Difference between using Linear and manually setting up parameters and implementing forward?

I started to learn PyTorch and am looking for some help to understand the basics. I implemented two classes A and B (shown below). I expected them to do the same thing.

However, this is not the case. When training A the losses start in the three digits range, while using the same data and fit loop with B (using Linear) starts with five digits losses. They both then go into the right direction, but I am still wondering what the difference is?

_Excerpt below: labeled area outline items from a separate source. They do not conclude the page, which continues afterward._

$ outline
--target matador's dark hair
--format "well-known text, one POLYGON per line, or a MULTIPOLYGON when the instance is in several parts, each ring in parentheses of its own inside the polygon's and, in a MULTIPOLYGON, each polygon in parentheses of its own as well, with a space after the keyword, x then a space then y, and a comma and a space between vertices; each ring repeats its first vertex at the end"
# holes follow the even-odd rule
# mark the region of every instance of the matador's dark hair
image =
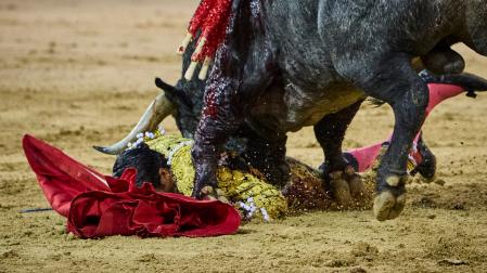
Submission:
POLYGON ((145 143, 141 143, 138 147, 127 150, 117 156, 113 166, 113 177, 120 178, 128 168, 137 170, 137 186, 141 186, 143 182, 159 186, 159 168, 167 168, 167 160, 163 154, 151 150, 145 143))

FWIW I went through the forums and found the topic of initialization and in C I tried to imitate what I found in Linear’s init() and reset_parameters() as good as I could. But it did not change the initial losses reported.

class A(nn.Module):
    def __init__(self):
        self.weights = nn.Parameter(torch.rand(224*224*3, 1) / math.sqrt(224*224*3))
        self.bias = nn.Parameter(torch.zeros(1))
    def forward(self, xb):
        return xb.view(xb.size(0), -1) @ self.weights + self.bias

class B(nn.Module):   
    def __init__(self):
        self.lin= nn.Linear(224*224*3, 1)
    def forward(self, xb):
        return self.lin(xb.view(xb.size(0), -1))

class C(nn.Module):
    def __init__(self):
        self.weights = nn.Parameter(torch.Tensor(224*224*3, 1))
        init.kaiming_uniform_(self.weights, a=math.sqrt(224*224*3))
        bound = 1 / math.sqrt(224*224*3)
        self.bias = nn.Parameter(torch.Tensor(1))
        init.uniform_(self.bias, -bound, bound)  

    def forward(self, xb):
        return xb.view(xb.size(0), -1) @ self.weights + self.bias

#FWIW here is also the fit loop.
epochs = 12
lr = 1e-8
model = B() # or A()

for epoch in range(epochs):
    for xb, yb in train_dl:
        yb_ = model(xb)
        loss = F.mse_loss(yb_, yb)
        if n % 20 == 0: print(f'loss: {loss.item():05.2f}', )
        with torch.no_grad():
            for p in model.parameters(): 
                p -= p.grad * lr
    print(epoch, loss.item(), math.sqrt(loss.item()))

I think you are not using the same std for initializing your weight. PyTorch uses Kaiming init (so output size, albeit with a somewhat funny gain).

Best regards